Husband also asserts that “[t]he trial court's decision to find [him] guilty of ‘unlawful coercion’ violates his civil rights, if it is a crime.” Husband does not provide any analysis to support this novel argument. Accordingly, we limit our analysis to the question of whether the evidence supports the facts underlying the conclusion to award Wife the $4,505 she repaid to Husband.

B. The Trial Court Did Not Abuse Its Discretion in Dividing the TSP Account.

¶ 35 Husband next contends that the trial court abused its discretion in distributing his TSP account by dividing its cash value on October 28, 2011, rather than by simply allocating Wife half the shares as of March 31, 2011. Husband's argument has two components: first, he asserts that the settlement agreement required the account to be divided according to shares, not dollars, on March 31, 2011; second, he claims that in the absence of strict compliance with the settlement agreement, “the more equitable division date” is October 1, 2010, when his obligation to pay temporary alimony began.

¶ 36 “Trial courts have considerable discretion in determining ... property distribution in divorce cases, and will be upheld on appeal unless a clear and prejudicial abuse of discretion is demonstrated.” Stonehocker v. Stonehocker, 2008 UT App 11, ¶ 8, 176 P.3d 476 (omission in original) (citation and internal quotation marks omitted). The burden is on the appellant to show that the trial court acted outside of that discretion by showing that the property division resulted in clear prejudice. Id. Husband has failed to satisfy his burden. First, he has not properly challenged the trial court's determination that the settlement agreement contemplated division of the TSP account by cash value. Second, he has not demonstrated any prejudice from the court's choice of date from which to calculate distribution.
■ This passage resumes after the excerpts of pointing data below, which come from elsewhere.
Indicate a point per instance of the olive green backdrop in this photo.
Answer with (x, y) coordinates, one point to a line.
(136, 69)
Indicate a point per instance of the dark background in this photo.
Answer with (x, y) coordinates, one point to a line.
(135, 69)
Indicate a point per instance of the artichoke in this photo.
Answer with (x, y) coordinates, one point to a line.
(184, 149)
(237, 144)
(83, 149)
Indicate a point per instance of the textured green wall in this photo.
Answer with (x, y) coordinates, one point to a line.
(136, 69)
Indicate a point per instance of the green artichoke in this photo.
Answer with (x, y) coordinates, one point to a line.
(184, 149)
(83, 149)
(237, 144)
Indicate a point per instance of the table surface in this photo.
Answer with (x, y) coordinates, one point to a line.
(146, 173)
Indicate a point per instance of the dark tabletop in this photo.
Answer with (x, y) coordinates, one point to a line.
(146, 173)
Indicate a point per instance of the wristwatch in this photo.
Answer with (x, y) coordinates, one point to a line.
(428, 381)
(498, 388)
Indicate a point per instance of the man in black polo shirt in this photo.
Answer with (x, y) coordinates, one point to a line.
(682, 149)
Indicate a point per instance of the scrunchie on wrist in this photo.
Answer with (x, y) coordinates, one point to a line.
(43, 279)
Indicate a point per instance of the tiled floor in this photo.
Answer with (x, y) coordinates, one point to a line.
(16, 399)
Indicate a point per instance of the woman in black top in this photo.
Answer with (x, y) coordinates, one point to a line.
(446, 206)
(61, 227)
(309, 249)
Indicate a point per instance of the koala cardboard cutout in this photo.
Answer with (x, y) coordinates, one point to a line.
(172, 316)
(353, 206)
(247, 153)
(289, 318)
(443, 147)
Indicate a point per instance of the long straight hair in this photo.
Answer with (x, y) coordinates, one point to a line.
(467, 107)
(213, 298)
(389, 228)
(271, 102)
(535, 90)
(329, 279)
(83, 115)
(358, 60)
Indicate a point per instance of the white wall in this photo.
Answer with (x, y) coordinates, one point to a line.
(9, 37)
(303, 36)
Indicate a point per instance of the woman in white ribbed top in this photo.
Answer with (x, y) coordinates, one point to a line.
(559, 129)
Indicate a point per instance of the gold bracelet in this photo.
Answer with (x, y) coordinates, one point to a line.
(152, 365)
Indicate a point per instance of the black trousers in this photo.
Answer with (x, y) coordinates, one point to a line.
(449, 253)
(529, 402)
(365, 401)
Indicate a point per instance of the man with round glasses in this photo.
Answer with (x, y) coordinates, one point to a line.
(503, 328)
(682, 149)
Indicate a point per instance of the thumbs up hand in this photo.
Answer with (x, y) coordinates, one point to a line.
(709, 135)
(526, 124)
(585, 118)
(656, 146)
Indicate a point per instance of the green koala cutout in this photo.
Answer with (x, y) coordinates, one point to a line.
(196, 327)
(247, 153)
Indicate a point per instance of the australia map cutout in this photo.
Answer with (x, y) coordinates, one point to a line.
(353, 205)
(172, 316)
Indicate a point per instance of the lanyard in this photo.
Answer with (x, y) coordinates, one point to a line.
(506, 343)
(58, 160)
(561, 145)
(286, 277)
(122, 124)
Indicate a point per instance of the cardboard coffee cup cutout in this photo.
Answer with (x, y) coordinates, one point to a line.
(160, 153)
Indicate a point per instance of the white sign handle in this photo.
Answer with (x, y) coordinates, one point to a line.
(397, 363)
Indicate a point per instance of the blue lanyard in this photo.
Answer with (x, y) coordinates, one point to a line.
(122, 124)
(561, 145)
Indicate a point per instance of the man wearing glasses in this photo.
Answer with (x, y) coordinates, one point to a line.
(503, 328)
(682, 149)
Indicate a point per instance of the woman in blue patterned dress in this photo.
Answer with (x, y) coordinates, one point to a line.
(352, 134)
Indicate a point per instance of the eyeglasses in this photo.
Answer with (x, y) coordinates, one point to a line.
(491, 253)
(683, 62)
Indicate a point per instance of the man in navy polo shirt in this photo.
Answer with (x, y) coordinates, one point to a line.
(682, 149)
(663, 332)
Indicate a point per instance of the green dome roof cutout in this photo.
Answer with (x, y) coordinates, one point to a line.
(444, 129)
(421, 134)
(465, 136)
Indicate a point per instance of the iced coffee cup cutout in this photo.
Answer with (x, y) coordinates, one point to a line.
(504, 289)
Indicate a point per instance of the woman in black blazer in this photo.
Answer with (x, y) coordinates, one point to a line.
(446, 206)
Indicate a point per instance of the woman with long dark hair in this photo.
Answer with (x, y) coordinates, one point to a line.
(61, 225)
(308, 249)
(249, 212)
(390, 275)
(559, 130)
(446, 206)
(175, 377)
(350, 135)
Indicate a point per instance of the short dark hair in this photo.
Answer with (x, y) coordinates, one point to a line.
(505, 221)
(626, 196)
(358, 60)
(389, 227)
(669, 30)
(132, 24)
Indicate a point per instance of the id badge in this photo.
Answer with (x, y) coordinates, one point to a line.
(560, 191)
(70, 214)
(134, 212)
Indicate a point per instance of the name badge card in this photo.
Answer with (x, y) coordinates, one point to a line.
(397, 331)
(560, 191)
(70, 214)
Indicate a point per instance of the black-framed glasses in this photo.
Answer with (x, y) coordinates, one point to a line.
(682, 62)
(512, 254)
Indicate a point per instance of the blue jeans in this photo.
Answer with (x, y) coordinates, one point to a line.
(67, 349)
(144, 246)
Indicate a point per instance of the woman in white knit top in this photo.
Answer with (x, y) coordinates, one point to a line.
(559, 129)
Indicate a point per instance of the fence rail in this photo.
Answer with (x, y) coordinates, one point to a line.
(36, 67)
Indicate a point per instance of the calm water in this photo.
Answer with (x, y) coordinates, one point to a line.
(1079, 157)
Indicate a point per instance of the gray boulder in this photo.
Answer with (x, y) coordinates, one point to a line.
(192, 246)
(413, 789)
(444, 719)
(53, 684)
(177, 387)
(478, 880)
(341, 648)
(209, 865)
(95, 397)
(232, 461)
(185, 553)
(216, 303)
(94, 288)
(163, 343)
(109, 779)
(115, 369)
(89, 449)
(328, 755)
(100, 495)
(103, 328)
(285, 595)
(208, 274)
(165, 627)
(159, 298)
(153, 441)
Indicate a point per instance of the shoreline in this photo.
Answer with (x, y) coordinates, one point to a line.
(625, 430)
¶ 37 Through mediation, Husband and Wife had agreed to “evenly divide the TSP savings plan as of March 31, 2011.” The settlement agreement does not specify whether that division was to be made by shares or dollars, and either interpretation seems plausible. The trial court considered evidence from both Wife and Husband bearing on the issue, with Wife presenting evidence that dividing a thrift savings plan by shares was not feasible and Husband testifying about the parties' intent to “divide the existing shares.” See Daines v. Vincent, 2008 UT 51, ¶ 25, 190 P.3d 1269 (explaining that when a contract is facially ambiguous, the court may consider parol evidence of the parties' intentions). In the end, the court determined that the account should be divided by dollar value. The court's approach is consistent with the long-recognized “preference for valuation of the non-employee spouse's share and its immediate cash-out from other assets.” Chambers v. Chambers, 840 P.2d 841, 845 (Utah Ct.App.1992) (citing Woodward v. Woodward, 656 P.2d 431, 433 (Utah 1982)); see also Griffith v. Griffith, 959 P.2d 1015, 1020 (Utah Ct.App.1998) (reiterating the preference to cash-out the non-employee spouse because “[a]warding retirement benefits solely to the employee spouse comports with the goal of allowing the parties to make as much of a clean break from each other as is reasonably possible” (citation and internal quotation marks omitted)), aff'd, 985 P.2d 255 (Utah 1999). On appeal, Husband simply reasserts that the shares themselves could be divided and does not engage in any meaningful discussion of ambiguity in the settlement agreement or provide any citation to or analysis of the case law on contract interpretation. Husband has therefore failed to properly challenge the trial court's resolution of the ambiguity on conflicting evidence, and the court's interpretation of the settlement agreement is therefore “placed beyond the reach of further appellate review.” See Benns v. Career Serv. Review Office, 2011 UT App 362, ¶ 2, 264 P.3d 563 (per curiam).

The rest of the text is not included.